Het internet in de slaapzalen was waarschijnlijk geweldig, maar inbelmodems konden thuis dergelijke snelheden uiteraard niet bieden. De tekortkomingen van inbeltoegang hebben in de loop van de tijd echter geleid tot de ontwikkeling van meer geavanceerde technologieën; DSL (waarbij gebruik werd gemaakt van bestaande telefoonlijnen voor snelle datatransmissie) en kabelinternet (waarbij gebruik werd gemaakt van lijnen die dat wel waren). het kostte ook tijd) hebben de meeste gebruikers geholpen internetsnelheden te benaderen die ooit alleen op universiteitscampussen haalbaar waren.

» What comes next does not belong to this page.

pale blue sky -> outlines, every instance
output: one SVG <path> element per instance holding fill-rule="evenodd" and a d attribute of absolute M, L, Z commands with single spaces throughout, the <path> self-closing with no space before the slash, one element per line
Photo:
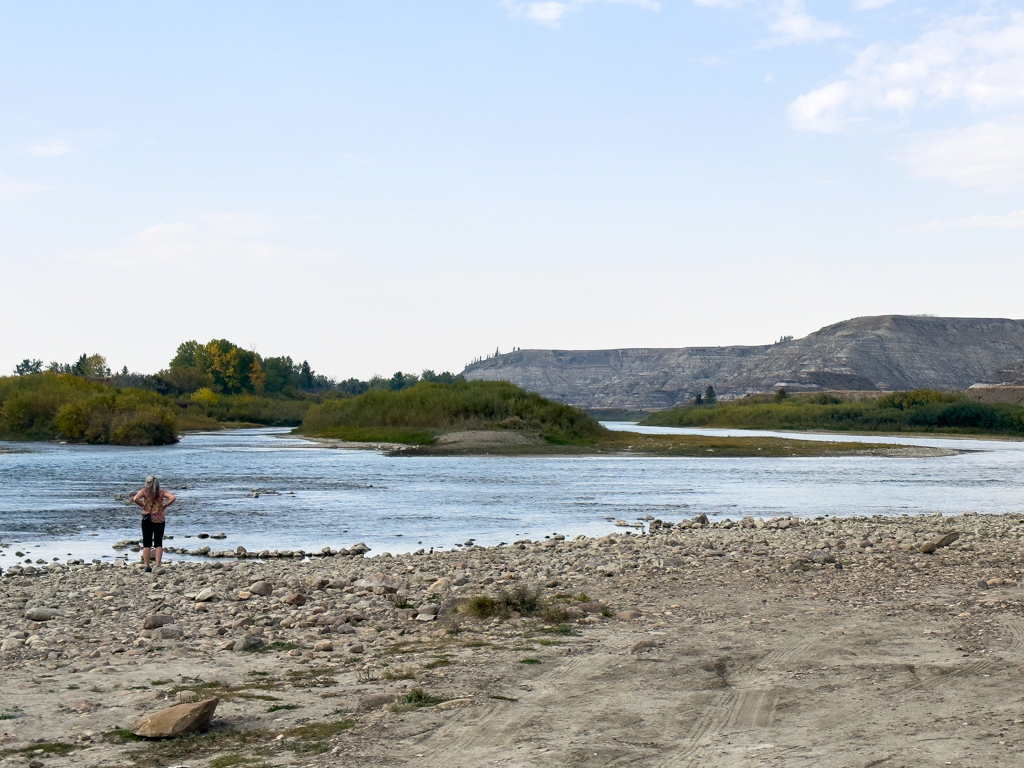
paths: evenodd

Terwijl ik dit artikel schreef, vroeg ik me af hoe de wereld eruit zou zien als een infectie als COVID-19 zou verschijnen terwijl we grotendeels online waren via een inbelverbinding, aangezien dergelijke ziekten eens in de honderd jaar lijken voor te komen. Zouden we net zo comfortabel op afstand kunnen werken als nu? Zouden drukke signalen de economische ontwikkeling niet belemmeren? Als AOL inbelnummers voor zijn gebruikers had verborgen, zoals zij vermoedden, zou dit dan tot rellen hebben geleid?

Zouden we überhaupt goederen bij ons thuis kunnen bestellen?

Ik heb de antwoorden op deze vragen niet, maar ik weet dat als het om internet gaat, in termen van communicatie, als we thuis moesten blijven, vandaag de dag daarvoor het juiste moment is.

Ik kan me niet voorstellen wat er zou gebeuren als er een bezetsignaal zou worden toegevoegd aan alle stress die we nu in quarantaine moeten voelen.